As the Port Isabel does not own or control any freight cars, respondents may not have relief on the ground that the failure of that carrier to furnish them is unreasonable discrimination. As the trustee participates in traffic between the basin and points in Mexico only to the extent of an intermediate switching movement, he is not, as a matter of law, bound to furnish cars even for the part of the transportation that is performed within the United States. The question, whether the discrimination in the application of his tariff covering the switching movement is unreasonable, is an administrative one. Appropriate consideration of it may extend to many facts and circumstances, including the influence, if any, of the discrimination upon the trustee's line hauls between other Texas ports and points in Mexico, and to the broad field of competition legitimately available to carriers, shippers and commodities seeking transportation between the United States and Mexico. And the ascertainment of appropriate remedy for discrimination condemned calls for another administrative determination involving, it may be, investigation of numerous conditions affecting transportation between the two countries.
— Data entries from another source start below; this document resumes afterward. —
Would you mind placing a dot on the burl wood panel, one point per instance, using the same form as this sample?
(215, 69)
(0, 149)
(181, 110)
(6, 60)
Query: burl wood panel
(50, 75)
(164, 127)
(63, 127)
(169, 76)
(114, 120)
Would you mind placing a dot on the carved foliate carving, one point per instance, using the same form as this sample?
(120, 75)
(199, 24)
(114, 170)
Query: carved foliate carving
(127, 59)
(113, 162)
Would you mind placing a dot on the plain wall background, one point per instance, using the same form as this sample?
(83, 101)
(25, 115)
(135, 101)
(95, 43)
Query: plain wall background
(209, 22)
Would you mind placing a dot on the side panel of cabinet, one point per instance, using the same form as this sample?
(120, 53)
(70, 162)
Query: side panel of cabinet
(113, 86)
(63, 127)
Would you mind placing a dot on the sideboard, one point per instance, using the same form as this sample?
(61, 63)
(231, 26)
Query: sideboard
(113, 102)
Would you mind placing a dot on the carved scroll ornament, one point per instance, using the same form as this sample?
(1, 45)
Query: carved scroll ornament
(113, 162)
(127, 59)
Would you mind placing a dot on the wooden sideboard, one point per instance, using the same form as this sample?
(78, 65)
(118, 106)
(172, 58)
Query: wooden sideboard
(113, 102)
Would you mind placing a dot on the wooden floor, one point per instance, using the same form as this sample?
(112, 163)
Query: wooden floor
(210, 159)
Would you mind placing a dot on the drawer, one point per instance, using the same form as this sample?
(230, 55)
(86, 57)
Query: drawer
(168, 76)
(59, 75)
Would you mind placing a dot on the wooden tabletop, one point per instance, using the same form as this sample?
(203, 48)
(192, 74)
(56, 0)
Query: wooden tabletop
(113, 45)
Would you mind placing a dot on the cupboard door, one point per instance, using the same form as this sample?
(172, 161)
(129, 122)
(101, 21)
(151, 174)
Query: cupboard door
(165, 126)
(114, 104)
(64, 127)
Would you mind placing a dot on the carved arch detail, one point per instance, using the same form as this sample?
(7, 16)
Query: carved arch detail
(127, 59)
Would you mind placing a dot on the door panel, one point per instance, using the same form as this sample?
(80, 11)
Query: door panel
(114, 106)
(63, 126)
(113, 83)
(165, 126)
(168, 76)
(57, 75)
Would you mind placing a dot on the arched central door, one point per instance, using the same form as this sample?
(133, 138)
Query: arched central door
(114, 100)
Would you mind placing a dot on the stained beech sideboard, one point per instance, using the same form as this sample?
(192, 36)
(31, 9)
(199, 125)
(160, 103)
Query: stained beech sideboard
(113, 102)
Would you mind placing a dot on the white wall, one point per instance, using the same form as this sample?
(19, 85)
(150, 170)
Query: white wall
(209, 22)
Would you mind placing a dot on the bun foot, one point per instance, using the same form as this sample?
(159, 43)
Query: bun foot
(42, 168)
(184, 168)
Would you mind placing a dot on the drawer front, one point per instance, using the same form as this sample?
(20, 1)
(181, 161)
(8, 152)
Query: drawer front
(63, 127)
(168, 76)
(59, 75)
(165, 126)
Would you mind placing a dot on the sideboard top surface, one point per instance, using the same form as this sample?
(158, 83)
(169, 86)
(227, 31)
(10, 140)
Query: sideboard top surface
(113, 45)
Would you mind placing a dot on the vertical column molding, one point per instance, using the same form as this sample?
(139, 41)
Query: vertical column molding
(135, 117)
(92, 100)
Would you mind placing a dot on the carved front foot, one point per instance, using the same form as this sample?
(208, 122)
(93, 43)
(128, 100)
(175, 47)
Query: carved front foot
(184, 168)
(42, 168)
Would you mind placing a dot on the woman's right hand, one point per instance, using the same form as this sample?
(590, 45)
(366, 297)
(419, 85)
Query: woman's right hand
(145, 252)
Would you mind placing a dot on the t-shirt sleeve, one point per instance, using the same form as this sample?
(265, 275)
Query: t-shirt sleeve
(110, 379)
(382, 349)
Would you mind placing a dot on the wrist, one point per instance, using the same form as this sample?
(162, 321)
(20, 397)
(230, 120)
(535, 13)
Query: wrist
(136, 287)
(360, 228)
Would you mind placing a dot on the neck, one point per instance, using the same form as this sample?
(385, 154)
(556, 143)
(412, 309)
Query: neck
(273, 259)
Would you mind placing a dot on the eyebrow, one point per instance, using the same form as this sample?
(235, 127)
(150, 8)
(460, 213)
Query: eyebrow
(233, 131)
And as determination of reasonableness of petitioners' refusal to furnish cars for the transportation in question and the prescribing of change in the service, if any is to be ordered, are primarily within the regulatory powers of the Commission, the district court rightly held that it was without jurisdiction and dismissed the cause. Texas & Pac. Ry. Co. v. Abilene Cotton Oil Co., 204 U.S. 426, 27 S.Ct. 350, 51 L.Ed. 553, 9 Ann.Cas. 1075; Baltimore & Ohio R. Co. v. United States ex rel. Pitcairn Coal Co., 215 U.S. 481, 493, 30 S.Ct. 164, 54 L.Ed. 292; Morrisdale Coal Co. v. Pennsylvania R. Co., 230 U.S. 304, 313, 33 S.Ct. 938, 57 L.Ed. 1494; Texas & Pac. Ry. Co. v. American Tie & Timber Co., 234 U.S. 138, 146, 34 S.Ct. 885, 58 L.Ed. 1255; Great Northern Ry. Co. v. Merchants' Elev. Co., 259 U.S. 285, 291, 42 S.Ct. 477, 479, 66 L.Ed. 943. Cf. Pennsylvania R. Co. v. Clark Bros. Coal Mining Co., 238 U.S. 456, 468, 35 S.Ct. 896, 59 L.Ed. 1406. The decree of the Circuit Court of appeals must be reversed.
Mr. Justice CARDOZO took no part in the consideration or decision of this case.